50 questions
50 questions
What about fights... and conflicts?

"Love is built by two"

What would you say about a couple who don`t talk with each other? Wouldn't you wonder which of the two harmed the other?

What is extraordinary about the difference between a man and a woman is that, with their different manner of approaching things, it brings about a mutual enrichment if they take the time to listen to each other and try to understand each other. Talking about their differing points of view, even having lively discussions, helps love to grow through a better understanding.

Of course, sometimes we cling to our ideas and want to impose them on the other; we aren't at all ready to listen to the other. Then comes a clash... it’s not too serious as long as condemning or ironic comments are not added to the fight. All these apparently harmless remarks hurt the other because they are not respectful of the person. We react according to our different personalities: by exploding in anger, by closing up in silence and bitterness or by fighting back. Love goes to war... fear, distrust and hate attempt to take its place. Harboring bitterness or a grudge in our heart and brooding over our disagreement is the poison of love.

What is the remedy? Decide to resist my bad feelings and to stop being carried away by my imagination. This decision to love again, to open up my heart again, to welcome and accept the person as they are, to look at them with new eyes: this is forgiveness. It is not writing off the past as if it never happened, but rather, despite the past, starting again with new hope and new strength. "I ask you to forgive me for all the times I didn't ask you since we got married." "It was as if we became newly weds once again," the wife tells us. "We found life again".

There are conflicts in life. Through forgiveness we can avoid allowing our differences to kill love and rather let them contribute to its growth

 

Personal Experience

It was Christmas day. We were expected at Jim's family's house 90 miles away for Christmas dinner at noon. We were to spend the night there before leaving the children with the family so as to enjoy a few days away alone.

As we were late, my husband started to rush us to leave: suitcases and coats were packed into the car in the blink of an eye and I had no time to check if anything was left behind.

During the afternoon, the children wanted to play outside. It had snowed and was very cold: I wanted to give them their hats and gloves but couldn’t find them anywhere. So I sent the children off to ask their father. He replied that he had not seen the hats and gloves in the house when he had packed the car. I didn't believe him and got very angry: of course, I thought, as absent-minded as he is, my husband left them behind as he was in such a hurry to get packed and leave! A fight started in front of the whole family and he left slamming the door behind him!

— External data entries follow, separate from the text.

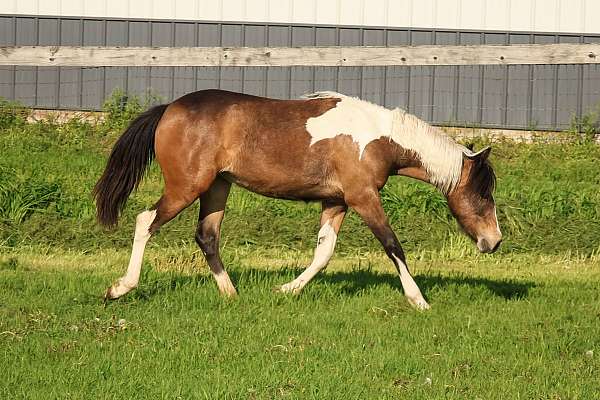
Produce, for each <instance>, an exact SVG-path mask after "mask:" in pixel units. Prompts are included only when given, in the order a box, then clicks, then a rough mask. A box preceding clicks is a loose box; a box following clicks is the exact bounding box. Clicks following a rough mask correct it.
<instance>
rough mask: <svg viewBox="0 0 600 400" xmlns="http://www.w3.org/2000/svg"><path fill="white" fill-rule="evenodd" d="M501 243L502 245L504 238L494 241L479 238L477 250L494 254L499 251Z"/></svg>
mask: <svg viewBox="0 0 600 400" xmlns="http://www.w3.org/2000/svg"><path fill="white" fill-rule="evenodd" d="M500 243H502V237H499V238H497V239H493V240H490V239H484V238H479V239H478V240H477V248H478V249H479V251H480V252H482V253H493V252H495V251H496V250H498V248H499V247H500Z"/></svg>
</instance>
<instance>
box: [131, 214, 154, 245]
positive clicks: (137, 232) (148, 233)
mask: <svg viewBox="0 0 600 400" xmlns="http://www.w3.org/2000/svg"><path fill="white" fill-rule="evenodd" d="M155 218H156V210H149V211H144V212H141V213H139V214H138V215H137V217H136V218H135V236H136V237H139V238H145V239H147V238H149V237H150V234H151V233H152V232H151V230H150V226H151V225H152V222H153V221H154V219H155Z"/></svg>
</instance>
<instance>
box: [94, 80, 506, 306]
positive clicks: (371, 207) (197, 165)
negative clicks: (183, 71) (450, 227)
mask: <svg viewBox="0 0 600 400" xmlns="http://www.w3.org/2000/svg"><path fill="white" fill-rule="evenodd" d="M489 153H490V148H489V147H488V148H485V149H483V150H481V151H479V152H477V153H474V152H472V151H471V150H470V149H467V148H466V147H463V146H461V145H459V144H457V143H456V142H454V141H453V140H452V139H450V138H449V137H447V136H445V135H444V134H443V133H442V132H441V131H440V130H439V129H437V128H435V127H432V126H430V125H428V124H427V123H425V122H424V121H422V120H420V119H418V118H417V117H415V116H414V115H411V114H408V113H406V112H404V111H403V110H401V109H395V110H389V109H386V108H384V107H380V106H378V105H375V104H372V103H369V102H366V101H363V100H360V99H357V98H352V97H347V96H344V95H341V94H338V93H334V92H320V93H315V94H312V95H307V96H305V97H304V98H302V99H298V100H276V99H269V98H263V97H256V96H250V95H245V94H240V93H233V92H227V91H222V90H203V91H199V92H194V93H190V94H187V95H185V96H183V97H181V98H179V99H178V100H176V101H174V102H173V103H171V104H168V105H159V106H156V107H154V108H151V109H150V110H148V111H146V112H145V113H143V114H142V115H140V116H139V117H138V118H137V119H135V120H134V121H133V122H132V123H131V125H129V127H128V128H127V129H126V130H125V132H124V133H123V135H122V136H121V137H120V138H119V139H118V141H117V143H116V144H115V146H114V148H113V149H112V152H111V154H110V157H109V159H108V164H107V166H106V169H105V171H104V173H103V175H102V177H101V178H100V179H99V181H98V183H97V184H96V186H95V188H94V197H95V199H96V206H97V216H98V220H99V222H100V223H101V224H102V225H104V226H108V227H113V226H115V225H116V223H117V219H118V217H119V214H120V212H121V211H122V210H123V207H124V206H125V202H126V201H127V198H128V197H129V195H130V194H131V192H132V191H133V190H134V189H135V188H136V187H137V186H138V184H139V183H140V181H141V179H142V177H143V175H144V171H145V170H146V168H147V167H148V165H149V164H150V162H151V161H152V159H153V157H156V159H157V161H158V163H159V164H160V167H161V169H162V174H163V177H164V185H165V186H164V191H163V194H162V196H161V197H160V199H159V200H158V202H157V203H156V204H155V205H154V206H153V207H152V208H151V209H150V210H148V211H143V212H142V213H140V214H139V215H138V216H137V218H136V225H135V235H134V240H133V248H132V253H131V259H130V261H129V266H128V268H127V273H126V274H125V275H124V276H123V277H122V278H120V279H119V280H117V281H116V282H115V283H114V284H113V285H112V286H111V287H110V288H108V290H107V291H106V295H105V297H106V299H116V298H118V297H121V296H123V295H124V294H126V293H128V292H129V291H130V290H132V289H134V288H135V287H136V286H137V284H138V282H139V277H140V269H141V266H142V257H143V254H144V248H145V246H146V243H147V242H148V239H150V236H151V235H152V234H154V233H155V232H156V231H157V230H158V229H159V228H160V227H161V226H162V225H164V224H165V223H166V222H168V221H170V220H171V219H173V218H174V217H175V216H176V215H177V214H179V213H180V212H181V211H182V210H183V209H185V208H186V207H187V206H189V205H190V204H191V203H193V202H194V201H195V200H196V199H200V216H199V220H198V227H197V229H196V235H195V239H196V242H197V243H198V246H200V248H201V249H202V252H203V253H204V256H205V257H206V261H207V263H208V265H209V267H210V270H211V272H212V274H213V276H214V278H215V280H216V282H217V286H218V288H219V291H220V292H221V293H222V294H224V295H228V296H233V295H235V294H236V289H235V287H234V285H233V284H232V282H231V280H230V278H229V276H228V274H227V272H226V271H225V269H224V267H223V263H222V261H221V257H220V255H219V236H220V227H221V221H222V219H223V215H224V212H225V203H226V202H227V197H228V195H229V189H230V187H231V184H232V183H235V184H237V185H239V186H241V187H243V188H246V189H248V190H251V191H253V192H255V193H259V194H261V195H265V196H269V197H275V198H281V199H293V200H305V201H320V202H321V203H322V210H323V211H322V214H321V228H320V230H319V233H318V241H317V247H316V250H315V253H314V259H313V261H312V263H311V264H310V266H309V267H308V268H306V270H305V271H304V272H302V274H300V275H299V276H298V277H297V278H296V279H294V280H293V281H291V282H289V283H286V284H284V285H283V286H281V287H280V288H279V290H280V291H282V292H286V293H299V292H300V291H301V290H302V288H303V287H304V286H305V285H306V284H307V283H308V282H309V281H310V280H311V279H312V278H313V277H314V276H315V275H316V274H317V273H318V272H319V271H320V270H321V269H323V268H324V267H325V266H326V265H327V263H328V261H329V259H330V257H331V256H332V254H333V251H334V247H335V242H336V239H337V235H338V232H339V230H340V227H341V225H342V222H343V220H344V216H345V214H346V212H347V210H348V207H352V208H353V209H354V210H355V211H356V212H357V213H358V214H359V215H360V217H361V218H362V219H363V220H364V222H365V223H366V224H367V225H368V227H369V228H370V229H371V231H372V232H373V234H374V235H375V236H376V237H377V239H378V240H379V241H380V242H381V244H382V245H383V248H384V249H385V252H386V254H387V255H388V256H389V258H390V259H391V261H392V262H393V263H394V265H395V267H396V269H397V271H398V273H399V275H400V281H401V283H402V287H403V289H404V293H405V295H406V297H407V299H408V301H409V302H410V303H411V304H412V305H413V306H414V307H416V308H418V309H426V308H429V305H428V304H427V302H426V301H425V299H424V298H423V295H422V294H421V291H420V289H419V287H418V286H417V284H416V283H415V281H414V279H413V278H412V276H411V274H410V272H409V270H408V267H407V265H406V258H405V256H404V252H403V251H402V248H401V247H400V243H399V242H398V239H397V238H396V235H395V234H394V232H393V230H392V228H391V226H390V224H389V222H388V219H387V217H386V214H385V212H384V210H383V208H382V205H381V199H380V196H379V191H380V190H381V188H383V186H384V185H385V183H386V181H387V179H388V177H389V176H391V175H403V176H408V177H412V178H415V179H419V180H422V181H425V182H429V183H431V184H433V185H434V186H436V187H437V188H438V189H439V190H440V191H441V192H442V193H443V194H444V195H445V196H446V198H447V201H448V206H449V207H450V210H451V212H452V214H453V215H454V217H455V218H456V219H457V220H458V222H459V224H460V225H461V227H462V228H463V230H464V231H465V232H466V234H467V235H468V236H469V237H470V238H472V239H473V240H474V241H475V242H476V243H477V247H478V248H479V250H480V251H482V252H493V251H495V250H496V249H497V248H498V246H499V244H500V242H501V239H502V235H501V233H500V229H499V227H498V221H497V218H496V207H495V203H494V198H493V190H494V186H495V175H494V171H493V169H492V167H491V165H490V163H489V161H488V156H489Z"/></svg>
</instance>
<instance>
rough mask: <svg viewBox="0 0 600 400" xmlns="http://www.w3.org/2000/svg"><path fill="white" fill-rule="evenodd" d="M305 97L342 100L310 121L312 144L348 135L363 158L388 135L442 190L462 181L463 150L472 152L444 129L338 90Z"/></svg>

I complained to myself: it's always the same, he doesn't pay attention to anything, he doesn't think about others, and now the poor children have to have cold hands! It's strange that he didn't see anything....maybe the hats and gloves are in fact over here....maybe I put them into a suitcase....I ran to one of the suitcases, then to another and I ended up I finding the hats and gloves carefully packed away! I had packed them!! I couldn't deny it, I was the one in the wrong!

The feeling of remorse gnawed at me. I wanted to ask for forgiveness but I was afraid. What if Jim was going to hold on to a grudge ?

Anxiously, I watched for him to come back. When he came in I went up to him and said: "I want to ask you to forgive me..."

I didn't say another thing. Jim looked at me and said : "I forgive you."

Both of us were overcome with joy; we were like two teenagers in love. Our relatives didn't understand but we had just relived the intense emotion of the "yes" we said on our wedding day.